With a change in formulation to include the prepolymer from Barnet,
the lasting odor control exceeded expectations and lasted upwards
of 24 hours. Another surprise was the observation of an apparent
cumulative effect with daily use over time, such that the interval
required before the return of malodor could be detected increased
significant over time beyond what was expected based on experience
with related formulations without the prepolymer. In particular,
the interval of time before the return of fishy odor after
activities like intercourse, menses, and exercise and leaking urine
was extended significantly and the intensity of the fishy odor when
it did return appeared to be significantly less than expected as
well. Without wishing to be bound by theory, it may be that the
bacterial load is well controlled on the pudendum long after
application of the product, and thus the amount of "work" to be
done by reapplication of the product is lessened with regular
use.
Example 4
[0205] In one prophetic example, a feminine care product is treated
with the formulations previously described. The feminine care
product is an absorbent disposable article that may comprise a
breathable stretched elastomeric film, such as that described in
U.S. Pat. No. 6,461,457, "Dimensionally Stable, Breathable,
Stretch-Thinned, Elastic Films," issued Oct. 8, 2002 to Taylor et
al., herein incorporated by reference to the extent that it is
noncontradictory herewith, the breathable film serving as at least
a portion of the skin-contacting side of the absorbent article
(e.g., as an intake layer or cover layer on the article). The
article may comprise a cellulosic absorbent core, an impervious
film as a back layer, and other components known in the art, as
described in any of the following: U.S. Pat. No. 5,795,349,
"Absorbent Articles Having Panty Covering Components that Naturally
Wrap the Sides of Panties," issued Aug. 18, 1998 to Lavash et al.;
U.S. Pat. No. 4,738,676, "Pantiliner," issued Apr. 19, 1988 to
Osborn; U.S. Pat. No. 7,601,415, "Absorbent Device Using an
Apertured Nonwoven as an Acquisition Distribution Layer," issued
Oct. 13, 2009; U.S. Pat. No. 6,213,993, "Self-Adhering Absorbent
Article," issued Apr. 10, 2001 to Zacharias et al.; and so forth.
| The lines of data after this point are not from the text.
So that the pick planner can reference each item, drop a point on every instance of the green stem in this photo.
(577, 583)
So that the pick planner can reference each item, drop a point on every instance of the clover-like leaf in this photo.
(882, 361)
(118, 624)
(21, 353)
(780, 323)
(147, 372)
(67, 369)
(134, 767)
The porous skin-contacting layer on the article may be treated, at
least in part, with a formulation comprising a viscous, semisolid,
or solid lipophilic components blended with an acidifying compound
comprising a gentle aliphatic acid such as mandelic acid or
derivatives thereof and a low-molecular weight carboxylic acid such
as lactic acid. The formulation may be prepared by blending a
heated molten lipophilic component (e.g., at a temperature of about
40.degree. C. or higher, or between about 40.degree. C. and
70.degree. C.) with about 1% to about 20% by weight, or from about
3% to about 10% by weight, of an aqueous solution comprising the
acidifying compounds, such that after blending with the lipophilic
component, the resulting mixture has about 0.5% to about 3% by
weight of acids. Emulsifying or stabilizing components maybe added
in effective amounts to enhance the blending. The formulation may
then be coated on or otherwise applied the porous web of the cover
layer by known means such as impregnation, cast coating, gravure
printing, flexographic printing, and the like, with an effective
basis weight of the applied material corresponding to about 10 gsm
(grams per square meter) or greater, such as about 50 gsm, about
100 gsm, about 250 gsm, or about 500 gsm or greater, such as from
about 50 gsm to about 700 gsm, or from about 100 gsm to about 400
gsm. In contact with the body, the acidying components may be
release onto the skin to elevate the pH there to an acceptable
range that hinders the formation of fish odor compounds. Other
components in the treatment on the absorbent article may also
contribute toward that end, including antimicrobial agents.
Example 5
[0206] In a prophetic embodiment related to that of Example 4, the
active ingredients are not necessarily directly on or in the
body-contacting materials, but may be present in an underlying
layer which can release the active ingredients to alter the
environment on the skin of the wearer to reduce the formation in
unwanted odors. Thus, a viscous formulation may be present beneath
the body contacting material, where the body-contacting material
may be a porous layer such as an apertured film or fibrous layer,
and wherein the formulation may be present immediately below the
body contacting material for release during use of the absorbent
article. Release may be due to diffusion or migration, or may be
triggered by physical or thermal means, in which case the active
ingredients may be encapsulated in microcapsule or large
encapsulating layers that rupture under physical compression or
stress, or upon warming to some temperature above room temperature
and below body temperature.
Example 6
[0207] In a report conducted and prepared by BioScreen Testing
Services (Torrance, Calif.), various compositions were evaluated in
terms of their effectiveness in suppressing the liberation of
trimethylamine from gut bacteria (Report No. 644705, May 10, 2010).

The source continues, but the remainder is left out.